"O compromisso da China em África supôs uma profunda transformação interna e também para a posição global do nosso continente", afirmou Kagamé.

O líder do Ruanda falava no Grande Palácio do Povo, o parlamento chinês, perante dezenas de chefes de Estado e de Governo do continente africano, no arranque da terceira cimeira do Fórum de Cooperação China-África (FOCAC).

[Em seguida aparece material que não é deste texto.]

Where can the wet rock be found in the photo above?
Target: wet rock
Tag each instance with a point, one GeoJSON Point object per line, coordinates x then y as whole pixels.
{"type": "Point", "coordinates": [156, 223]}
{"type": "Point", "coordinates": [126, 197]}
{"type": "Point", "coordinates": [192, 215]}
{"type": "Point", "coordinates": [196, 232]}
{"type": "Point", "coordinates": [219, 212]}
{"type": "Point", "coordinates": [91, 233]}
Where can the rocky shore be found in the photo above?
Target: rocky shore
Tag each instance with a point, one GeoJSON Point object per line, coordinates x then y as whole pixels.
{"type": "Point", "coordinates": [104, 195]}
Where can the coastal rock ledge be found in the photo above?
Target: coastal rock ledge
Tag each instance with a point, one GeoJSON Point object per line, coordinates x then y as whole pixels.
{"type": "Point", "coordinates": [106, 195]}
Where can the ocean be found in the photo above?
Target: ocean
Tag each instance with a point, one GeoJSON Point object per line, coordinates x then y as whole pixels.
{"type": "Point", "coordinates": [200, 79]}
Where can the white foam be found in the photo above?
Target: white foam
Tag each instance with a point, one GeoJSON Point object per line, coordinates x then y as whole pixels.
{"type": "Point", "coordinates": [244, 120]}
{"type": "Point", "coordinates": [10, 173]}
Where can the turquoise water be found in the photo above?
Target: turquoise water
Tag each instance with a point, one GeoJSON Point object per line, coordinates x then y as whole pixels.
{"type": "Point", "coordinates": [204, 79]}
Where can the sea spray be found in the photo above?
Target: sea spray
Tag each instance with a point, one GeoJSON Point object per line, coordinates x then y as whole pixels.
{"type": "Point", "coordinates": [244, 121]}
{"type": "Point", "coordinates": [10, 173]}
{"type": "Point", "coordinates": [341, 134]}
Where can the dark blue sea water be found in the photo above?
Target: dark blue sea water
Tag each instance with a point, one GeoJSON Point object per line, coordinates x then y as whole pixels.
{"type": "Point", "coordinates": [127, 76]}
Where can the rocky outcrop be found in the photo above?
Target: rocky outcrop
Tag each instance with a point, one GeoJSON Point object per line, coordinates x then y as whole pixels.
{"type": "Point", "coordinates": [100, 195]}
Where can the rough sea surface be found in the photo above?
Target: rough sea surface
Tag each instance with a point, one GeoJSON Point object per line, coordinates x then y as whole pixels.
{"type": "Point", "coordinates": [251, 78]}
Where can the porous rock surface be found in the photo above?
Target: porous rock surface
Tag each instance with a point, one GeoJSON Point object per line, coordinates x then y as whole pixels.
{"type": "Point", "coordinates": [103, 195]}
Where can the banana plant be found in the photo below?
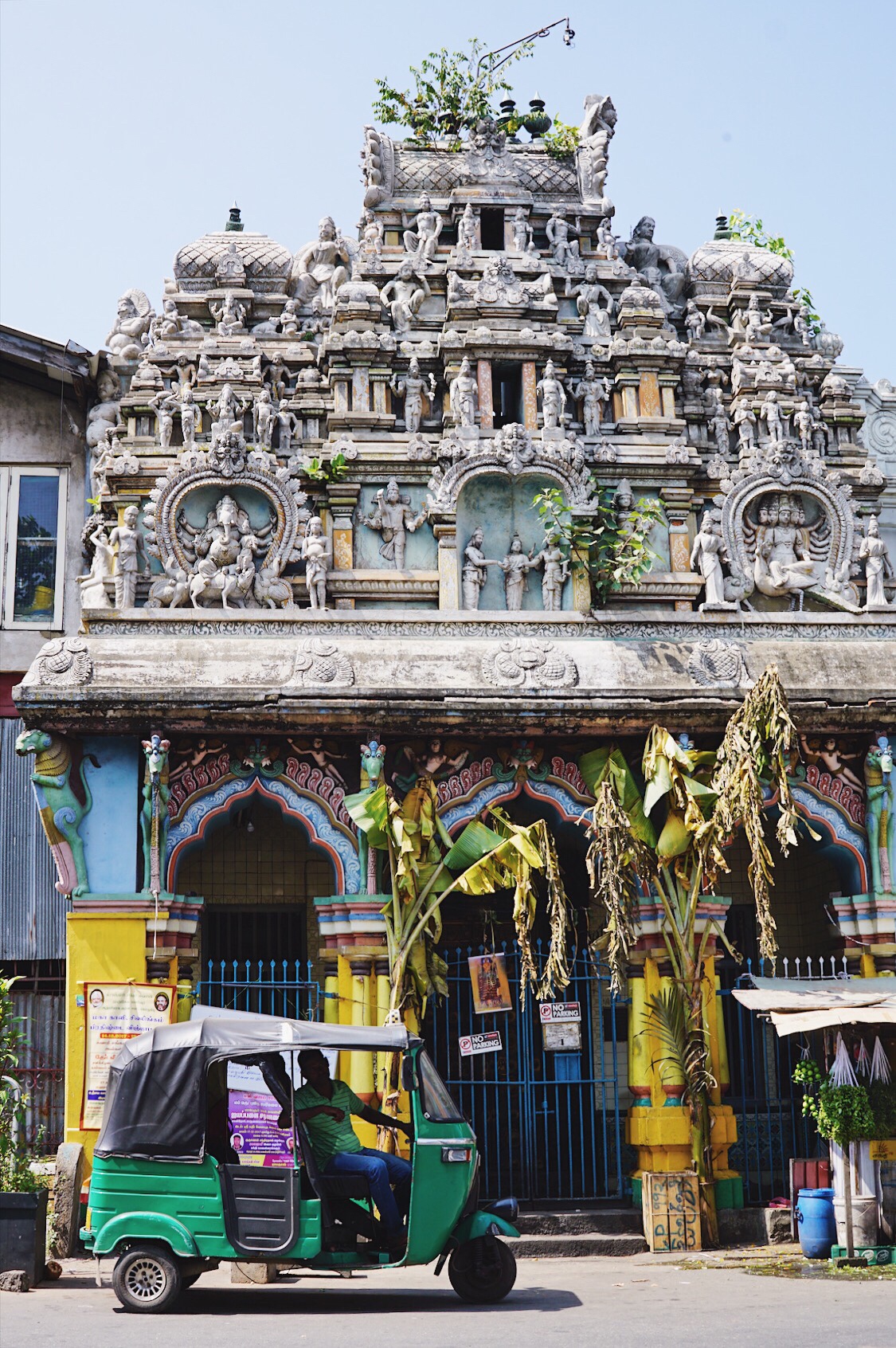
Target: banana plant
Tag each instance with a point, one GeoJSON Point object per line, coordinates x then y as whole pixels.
{"type": "Point", "coordinates": [668, 840]}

A cooperação com a China reflete um "futuro comum" para a comunidade africana, disse Kagamé, destacando que o continente deve intensificar a construção de indústria, infraestruturas e estruturas de comércio, e colaborar mais nas matérias meio ambiente, segurança ou saúde.

"É tempo para que a China se levante também", afirmou Kagamé, apelando a que se promova a participação privada e se articulem as prioridades do continente.

O presidente da UA disse ainda que África deseja integrar a iniciativa "Nova Rota da Seda, projeto de infraestruturas internacional lançado pela China, assegurando que os "crescente laços [do continente] com a China não são construídos às custas de ninguém".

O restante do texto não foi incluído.